Existir para los hombres es a la vez evidente y sorprendente; lo que tenemos a mano y entre las manos, factible y transformable, pero conocido entre dos absolutos desconocimientos: ¿qué nos precede y qué nos sucede? Suceder como lo que nos acontece, lo que nos recoge en la verdad y en la vida. La existencia es problema, mas no como lo simplemente todavía no resuelto o investigado, sino como lo insuperable. La existencia es misterio. La pregunta ante ella es de naturaleza distinta a la pregunta por los fenómenos constantes de la naturaleza o por los hechos particulares de la historia. ¿Qué nos funda y quién nos vela? ¿Nos precede un rostro amado y nos recoge un corazón diligente? Ese alguien, ¿permanece siempre en su allendidad y mudez o se habrá manifestado dentro de nuestra historia, tan gloriosa como pobre, tan silente como sonora? A nuestro misterio como enigma ¿corresponde otro Misterio como luz de vida y palabra de paz?

En Jesús de Nazaret Dios aparece y se da al mundo en solidaridad de destino y voluntad de iluminación redentora. Con ello otorga al hombre y a la historia confianza, dignidad y gozo máximos. La vida es sana, la historia es válida, la esperanza puede crecer, porque si Dios mismo ha tenido un corazón humano y ha nacido entre nosotros, nosotros podemos renacer a una esperanza absoluta que, manteniendo el mundo en su diaria inquietud, le abre a un horizonte sereno.
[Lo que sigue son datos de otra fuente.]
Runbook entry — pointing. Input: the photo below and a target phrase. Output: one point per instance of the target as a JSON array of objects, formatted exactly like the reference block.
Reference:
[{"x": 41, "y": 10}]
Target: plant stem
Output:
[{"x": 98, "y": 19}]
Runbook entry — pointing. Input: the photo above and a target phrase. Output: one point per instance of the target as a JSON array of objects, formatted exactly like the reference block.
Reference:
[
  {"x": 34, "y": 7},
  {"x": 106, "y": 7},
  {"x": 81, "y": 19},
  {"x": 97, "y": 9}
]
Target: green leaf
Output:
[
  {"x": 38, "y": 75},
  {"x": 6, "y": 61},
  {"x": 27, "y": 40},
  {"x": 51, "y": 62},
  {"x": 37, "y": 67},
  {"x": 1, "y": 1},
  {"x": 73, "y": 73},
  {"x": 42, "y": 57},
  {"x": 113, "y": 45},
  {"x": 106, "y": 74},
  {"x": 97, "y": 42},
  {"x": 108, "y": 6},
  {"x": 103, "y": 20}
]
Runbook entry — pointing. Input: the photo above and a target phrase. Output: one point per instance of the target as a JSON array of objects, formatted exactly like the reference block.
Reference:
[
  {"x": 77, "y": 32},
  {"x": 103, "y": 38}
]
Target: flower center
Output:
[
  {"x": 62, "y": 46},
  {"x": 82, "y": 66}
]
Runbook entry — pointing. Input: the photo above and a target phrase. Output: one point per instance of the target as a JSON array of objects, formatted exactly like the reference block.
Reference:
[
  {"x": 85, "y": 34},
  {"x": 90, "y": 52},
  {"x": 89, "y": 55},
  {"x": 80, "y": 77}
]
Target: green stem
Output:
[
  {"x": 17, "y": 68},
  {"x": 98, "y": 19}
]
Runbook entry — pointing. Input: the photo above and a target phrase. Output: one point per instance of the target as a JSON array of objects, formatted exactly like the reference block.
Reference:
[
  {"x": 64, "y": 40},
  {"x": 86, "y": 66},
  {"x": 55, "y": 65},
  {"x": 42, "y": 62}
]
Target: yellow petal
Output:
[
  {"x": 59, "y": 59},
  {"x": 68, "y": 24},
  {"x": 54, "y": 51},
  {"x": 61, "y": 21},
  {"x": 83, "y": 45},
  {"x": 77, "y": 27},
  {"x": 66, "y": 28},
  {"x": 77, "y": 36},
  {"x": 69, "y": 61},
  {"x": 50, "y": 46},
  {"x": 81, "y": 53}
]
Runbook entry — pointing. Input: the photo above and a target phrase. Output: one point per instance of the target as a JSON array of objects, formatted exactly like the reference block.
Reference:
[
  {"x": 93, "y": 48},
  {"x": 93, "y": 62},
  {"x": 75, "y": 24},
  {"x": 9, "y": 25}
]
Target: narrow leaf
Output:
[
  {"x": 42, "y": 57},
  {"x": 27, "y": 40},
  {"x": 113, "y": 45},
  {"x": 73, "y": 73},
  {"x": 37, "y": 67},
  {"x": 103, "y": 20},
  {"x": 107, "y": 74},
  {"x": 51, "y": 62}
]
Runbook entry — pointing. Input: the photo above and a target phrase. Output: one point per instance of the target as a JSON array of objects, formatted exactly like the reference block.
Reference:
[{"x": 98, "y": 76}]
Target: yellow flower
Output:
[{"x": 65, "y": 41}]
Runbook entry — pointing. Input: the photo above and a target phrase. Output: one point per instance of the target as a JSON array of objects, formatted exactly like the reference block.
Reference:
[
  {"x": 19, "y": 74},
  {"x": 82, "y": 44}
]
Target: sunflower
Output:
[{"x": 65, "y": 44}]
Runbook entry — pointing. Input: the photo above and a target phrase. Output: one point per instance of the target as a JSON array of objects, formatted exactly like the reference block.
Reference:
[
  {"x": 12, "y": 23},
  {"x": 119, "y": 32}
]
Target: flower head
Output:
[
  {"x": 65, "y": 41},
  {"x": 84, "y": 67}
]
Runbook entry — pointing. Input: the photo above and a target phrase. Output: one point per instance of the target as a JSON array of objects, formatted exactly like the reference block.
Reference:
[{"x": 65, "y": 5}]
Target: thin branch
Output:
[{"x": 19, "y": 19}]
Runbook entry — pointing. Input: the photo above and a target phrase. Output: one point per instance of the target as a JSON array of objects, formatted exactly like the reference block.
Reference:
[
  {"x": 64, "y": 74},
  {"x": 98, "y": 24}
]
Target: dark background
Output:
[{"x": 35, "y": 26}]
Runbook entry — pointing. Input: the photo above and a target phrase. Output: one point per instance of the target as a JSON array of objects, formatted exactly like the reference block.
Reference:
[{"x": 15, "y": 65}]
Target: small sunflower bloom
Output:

Navidad nos introduce a un gozo silencioso y contemplativo, porque a Dios sólo se le reconoce en el temblor admirativo y amoroso de quien se sabe mayor que sí mismo, indigente de todo y capaz de todo, de quien no mide el mundo sólo por su dolor o riqueza sino por todo lo que la gratuidad, el amor y el perdón de otros y de Otro le pueden traer.

En su religioso pudor Machado adivinó el misterio de la Navidad: «¡Oh fe del meditabundo! /¡Oh fe después del pensar!/ Sólo si viene un corazón al mundo/ rebosa el vaso humano y se hinche el mar». Esa es la respuesta cristiana: el corazón de Dios se ha introducido en nuestro mar. Sólo quien en silencio es capaz de sosiego y asombro puede celebrar Navidad. Sólo quien convive con el pensar puede habitar en la fe. Entonces percibirá exultante que un corazón, el de Dios, ha latido en el mundo. Su divina plenitud, y sólo ella, hace rebosar de gozo el vaso nuestro, superando la soledad abismática de la existencia. Cuando murió Leonor el poeta clamaba: «Ahora ya estamos solos mi corazón y el mar». Después de que el corazón de Dios se ha insertado en la trama de los mortales, el nuestro se ha dilatado. El mar ya no es el abismo que amenaza, sino lo que nos dilata hasta la orilla misma del Infinito. La alegría es posible. Navidad no es un consuelo mítico ni un mero dato histórico; es el gesto de Dios que nos enciende el gozo y la esperanza.